Dass die Ausbaupläne der Bundesregierung auch nach der EEG-Novelle 2021 nicht reichen, darüber sind sich Experten und Verbände einig. Nur mit deutlich mehr erneuerbaren Energien schützen wir das Klima und damit unseren Planeten und unsere Zukunft. Florian Henle, Gründer des Ökoenergieversorgers Polarstern, sieht die Entwicklung hin zu Ökostromtarifen ohne zusätzliche Förderung des Ausbaus kritisch. Die zunehmende Fokussierung auf Klimaneutralität führe schnell in die Irre: „Wir müssen direkt klima- und ressourcenbewusst handeln und nicht durch Ausgleichsmaßnahmen versuchen, Klimaneutralität zu erreichen."

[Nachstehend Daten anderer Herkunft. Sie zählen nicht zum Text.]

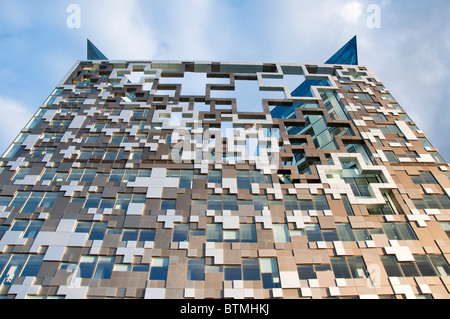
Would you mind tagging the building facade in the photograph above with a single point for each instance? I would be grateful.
(158, 179)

Entwicklungen im Ökostrommarkt

Nach einem Rückgang in den letzten vier Jahren ist die Anzahl der Strom- und der Ökostromtarife jüngst wieder gestiegen. Der Wettbewerb nimmt zu und Verbrauchern fällt es schwer, aus den vielen hundert Tarifangeboten auszuwählen. „Der Preiskampf scheint sich leider auf die Qualität des Ökostroms niederzuschlagen. Dabei dürfen wir uns gerade hier für mehr Klimaschutz keine Rückschritte erlauben“, betont Florian Henle.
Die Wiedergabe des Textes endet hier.